Return - der Investmentkommentar von Björn Drescher

"Volkswagen ist nachhaltigster Automobilkonzern der Welt: Spitzenposition im Dow Jones Sustainability Index erobert". Der stolze Eintrag auf der Internetseite der Volkswagen AG stammt vom 11. September. Da war die Welt für das Unternehmen noch in Ordnung. Wenige Tage später, ausgerechnet in der Woche, in der auf dem UN-Gipfel der Papst und 130 Staats- und Regierungschefs den Klimawandel zur Chefsache erklären, muss die Firma eingestehen, seit Jahren systematisch die Abgas-Testergebnisse von Millionen Dieselfahrzeugen manipuliert zu haben. Die griechische Dramaturgie hätte den Sturz des Helden nicht besser inszenieren können.

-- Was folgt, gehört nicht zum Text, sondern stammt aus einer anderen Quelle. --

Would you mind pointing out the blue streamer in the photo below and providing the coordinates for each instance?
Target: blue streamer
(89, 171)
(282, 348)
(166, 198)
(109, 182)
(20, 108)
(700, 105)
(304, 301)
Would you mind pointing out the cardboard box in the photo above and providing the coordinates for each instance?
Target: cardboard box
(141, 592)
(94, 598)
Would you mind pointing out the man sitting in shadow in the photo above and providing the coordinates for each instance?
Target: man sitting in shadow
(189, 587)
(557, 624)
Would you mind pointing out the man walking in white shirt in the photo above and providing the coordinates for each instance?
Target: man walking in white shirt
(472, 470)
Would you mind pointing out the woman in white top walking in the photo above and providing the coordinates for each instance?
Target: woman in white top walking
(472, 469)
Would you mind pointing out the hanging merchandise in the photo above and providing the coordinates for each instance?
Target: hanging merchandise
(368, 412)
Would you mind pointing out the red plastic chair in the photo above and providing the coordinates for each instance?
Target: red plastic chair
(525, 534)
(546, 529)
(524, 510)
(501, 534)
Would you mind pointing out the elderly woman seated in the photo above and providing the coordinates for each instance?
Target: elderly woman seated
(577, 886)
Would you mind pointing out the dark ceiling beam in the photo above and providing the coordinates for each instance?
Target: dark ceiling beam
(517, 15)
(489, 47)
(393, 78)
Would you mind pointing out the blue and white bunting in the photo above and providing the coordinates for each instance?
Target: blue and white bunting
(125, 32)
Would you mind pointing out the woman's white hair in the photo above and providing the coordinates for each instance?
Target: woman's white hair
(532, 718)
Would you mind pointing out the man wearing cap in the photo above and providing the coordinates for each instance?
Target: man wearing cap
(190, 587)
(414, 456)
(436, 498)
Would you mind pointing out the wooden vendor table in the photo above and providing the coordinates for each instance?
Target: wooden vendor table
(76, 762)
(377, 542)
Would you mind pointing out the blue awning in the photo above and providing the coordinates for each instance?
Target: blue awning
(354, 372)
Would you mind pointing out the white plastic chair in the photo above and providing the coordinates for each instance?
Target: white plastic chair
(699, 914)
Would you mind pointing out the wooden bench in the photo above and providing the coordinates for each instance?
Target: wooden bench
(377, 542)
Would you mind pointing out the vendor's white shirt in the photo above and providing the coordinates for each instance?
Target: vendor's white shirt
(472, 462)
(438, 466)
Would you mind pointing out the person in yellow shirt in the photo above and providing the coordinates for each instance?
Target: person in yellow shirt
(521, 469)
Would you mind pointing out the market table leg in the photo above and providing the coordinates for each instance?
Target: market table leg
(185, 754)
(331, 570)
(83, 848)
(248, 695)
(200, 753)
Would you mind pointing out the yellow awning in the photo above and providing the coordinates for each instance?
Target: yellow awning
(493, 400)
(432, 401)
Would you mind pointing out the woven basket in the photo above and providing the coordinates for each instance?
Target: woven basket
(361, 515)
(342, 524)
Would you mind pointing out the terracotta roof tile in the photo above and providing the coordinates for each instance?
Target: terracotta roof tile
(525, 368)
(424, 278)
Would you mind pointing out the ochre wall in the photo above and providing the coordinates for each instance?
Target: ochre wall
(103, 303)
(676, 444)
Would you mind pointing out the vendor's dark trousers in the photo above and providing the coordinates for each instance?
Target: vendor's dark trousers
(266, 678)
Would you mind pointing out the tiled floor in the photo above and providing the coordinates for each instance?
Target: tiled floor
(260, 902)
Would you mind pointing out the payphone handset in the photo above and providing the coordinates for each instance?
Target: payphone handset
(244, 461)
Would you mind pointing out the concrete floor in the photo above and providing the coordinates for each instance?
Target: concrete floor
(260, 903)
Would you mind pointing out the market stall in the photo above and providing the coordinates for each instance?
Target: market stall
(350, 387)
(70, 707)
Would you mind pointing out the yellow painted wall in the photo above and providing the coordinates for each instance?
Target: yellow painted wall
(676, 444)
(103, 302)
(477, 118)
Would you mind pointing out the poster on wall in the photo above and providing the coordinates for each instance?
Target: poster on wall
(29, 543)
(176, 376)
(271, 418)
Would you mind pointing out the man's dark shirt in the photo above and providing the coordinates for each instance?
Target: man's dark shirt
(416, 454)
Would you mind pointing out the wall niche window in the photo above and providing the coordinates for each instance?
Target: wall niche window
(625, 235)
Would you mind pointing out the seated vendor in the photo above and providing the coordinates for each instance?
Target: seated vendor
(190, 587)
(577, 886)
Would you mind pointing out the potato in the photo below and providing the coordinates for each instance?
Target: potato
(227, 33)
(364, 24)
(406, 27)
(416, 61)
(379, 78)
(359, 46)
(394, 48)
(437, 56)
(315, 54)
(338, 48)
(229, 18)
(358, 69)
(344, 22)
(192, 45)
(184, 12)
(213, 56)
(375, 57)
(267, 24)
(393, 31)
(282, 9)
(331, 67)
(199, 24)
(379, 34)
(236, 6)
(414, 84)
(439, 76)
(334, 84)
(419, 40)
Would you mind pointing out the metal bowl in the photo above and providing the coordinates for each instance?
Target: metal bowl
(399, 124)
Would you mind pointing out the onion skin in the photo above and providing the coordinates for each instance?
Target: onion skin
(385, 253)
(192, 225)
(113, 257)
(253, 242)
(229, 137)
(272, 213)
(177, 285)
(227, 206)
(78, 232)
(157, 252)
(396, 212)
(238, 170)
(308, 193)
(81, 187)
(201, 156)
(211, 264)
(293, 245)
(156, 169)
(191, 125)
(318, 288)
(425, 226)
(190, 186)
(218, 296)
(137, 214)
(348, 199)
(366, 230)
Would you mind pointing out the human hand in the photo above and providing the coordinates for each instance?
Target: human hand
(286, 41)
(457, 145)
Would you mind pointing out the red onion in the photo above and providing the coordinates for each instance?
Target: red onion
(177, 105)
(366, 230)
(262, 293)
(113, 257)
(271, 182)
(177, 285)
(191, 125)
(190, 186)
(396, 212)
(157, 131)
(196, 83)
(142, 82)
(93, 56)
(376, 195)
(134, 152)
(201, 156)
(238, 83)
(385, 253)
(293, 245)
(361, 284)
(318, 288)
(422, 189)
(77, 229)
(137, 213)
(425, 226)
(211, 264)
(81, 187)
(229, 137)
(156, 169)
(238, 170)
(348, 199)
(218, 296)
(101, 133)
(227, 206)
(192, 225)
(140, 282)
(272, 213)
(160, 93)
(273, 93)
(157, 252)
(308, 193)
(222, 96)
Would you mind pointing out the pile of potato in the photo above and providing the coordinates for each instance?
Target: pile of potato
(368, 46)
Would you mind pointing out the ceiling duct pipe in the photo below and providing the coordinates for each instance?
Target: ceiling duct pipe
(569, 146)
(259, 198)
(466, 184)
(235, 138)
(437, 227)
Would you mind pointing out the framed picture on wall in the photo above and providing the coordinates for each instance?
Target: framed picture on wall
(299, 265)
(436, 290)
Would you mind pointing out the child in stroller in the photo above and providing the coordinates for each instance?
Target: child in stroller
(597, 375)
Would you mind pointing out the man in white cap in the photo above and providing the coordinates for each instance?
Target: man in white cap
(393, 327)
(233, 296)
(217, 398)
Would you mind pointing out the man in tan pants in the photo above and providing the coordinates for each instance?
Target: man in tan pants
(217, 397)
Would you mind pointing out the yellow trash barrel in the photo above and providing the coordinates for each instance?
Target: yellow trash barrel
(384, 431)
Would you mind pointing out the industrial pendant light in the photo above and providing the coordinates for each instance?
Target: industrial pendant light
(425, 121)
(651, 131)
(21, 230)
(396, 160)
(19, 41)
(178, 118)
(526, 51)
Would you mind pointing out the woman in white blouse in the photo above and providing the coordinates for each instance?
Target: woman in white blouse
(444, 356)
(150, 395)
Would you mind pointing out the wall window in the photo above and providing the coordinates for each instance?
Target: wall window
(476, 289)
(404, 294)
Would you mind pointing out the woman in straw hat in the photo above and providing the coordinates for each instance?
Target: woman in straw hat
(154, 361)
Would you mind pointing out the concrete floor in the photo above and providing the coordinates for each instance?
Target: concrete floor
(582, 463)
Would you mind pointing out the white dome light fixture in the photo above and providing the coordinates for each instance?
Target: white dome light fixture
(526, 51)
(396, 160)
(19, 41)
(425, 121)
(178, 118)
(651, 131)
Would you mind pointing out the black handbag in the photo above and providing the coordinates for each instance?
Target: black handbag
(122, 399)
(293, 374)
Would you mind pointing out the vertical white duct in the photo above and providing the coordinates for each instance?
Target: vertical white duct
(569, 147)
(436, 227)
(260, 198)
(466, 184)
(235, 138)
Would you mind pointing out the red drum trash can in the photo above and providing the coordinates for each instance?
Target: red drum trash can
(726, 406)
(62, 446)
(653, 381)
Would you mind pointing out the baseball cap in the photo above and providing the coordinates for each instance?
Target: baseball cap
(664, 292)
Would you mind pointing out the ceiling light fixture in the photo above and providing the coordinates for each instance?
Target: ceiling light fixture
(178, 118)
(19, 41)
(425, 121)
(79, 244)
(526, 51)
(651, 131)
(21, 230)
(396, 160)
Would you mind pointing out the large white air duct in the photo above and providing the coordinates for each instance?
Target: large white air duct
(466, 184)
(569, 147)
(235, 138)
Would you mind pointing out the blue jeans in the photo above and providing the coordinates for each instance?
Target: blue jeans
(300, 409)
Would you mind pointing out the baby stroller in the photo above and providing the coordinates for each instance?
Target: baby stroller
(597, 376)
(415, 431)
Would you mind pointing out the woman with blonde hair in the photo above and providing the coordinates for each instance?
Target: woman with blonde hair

Nun dürfen wir auf die Urteile der Anbieter nachhaltiger (sustainable) Indizes und Fonds gespannt sein. Schließlich müssen sie entscheiden, wie sie zukünftig mit dem Wert verfahren wollen. Was auf den ersten Blick für viele Betrachter eine einfache Entscheidung zu sein scheint (schon Goethe wusste: "die Welt urteilt nach dem Scheine"), ist auf den zweiten keine und will wohl überlegt sein; - analog der jeweiligen Statuten, Selektionsfilter und Prozesse der Agenturen und Anlagegremien.

Die entscheidende Frage lautet: Was wiegt schwerer? Der aktuelle "Sündenfall" oder die übrigen, bisher unbestrittenen Verdienste des Unternehmens, beispielsweise in der Katalysatortechnik, der Entwicklung von Hybridantrieben und Elektromotoren und der Verbesserung der Verkehrssicherheit. Erklärt man den Betrug zum Ausschlusskriterium oder fühlt man sich dem "best-in-class"-Ansatz verbunden und sieht im Unternehmen trotz Täuschung, für die es bestraft werden soll, immer noch den "Einäugigen König unter den Blinden", wenn es darum geht, die Position eines Automobilkonzerns in Indizes oder Portfolien zu besetzen?

Wie das Urteil auch ausfällt, es muss gefällt und begründet werden und wird Zeugnis davon ablegen, wie konsequent und ordnungssystematisch die einzelnen Researchagenturen, Indexanbieter und Fondsmanager grundsätzlich agieren. Dabei geht es nicht um richtig oder falsch, sondern um Stringenz und Glaubwürdigkeit.

Und um das Bild der Justitia zu gebrauchen, die ihr Urteil mit verbundenen Augen trifft: Die Verantwortlichen sollten bei ihren Entscheidungen den Umstand unberücksichtigt lassen, dass die Idee nachhaltiger Investments unter dem Fall "Volkswagen" wahrscheinlich gelitten hat. Schließlich hat ein Klassenprimus getäuscht und betrogen, einer von dem es viele nicht erwartet haben und der seine Nachhaltigkeit mit Reportings (seit 2010) und Auszeichnungen vor sich hergetragen und vermarktet hat. Da könnte man vorschnell versucht sein, den Stab über dem Delinquenten zu brechen.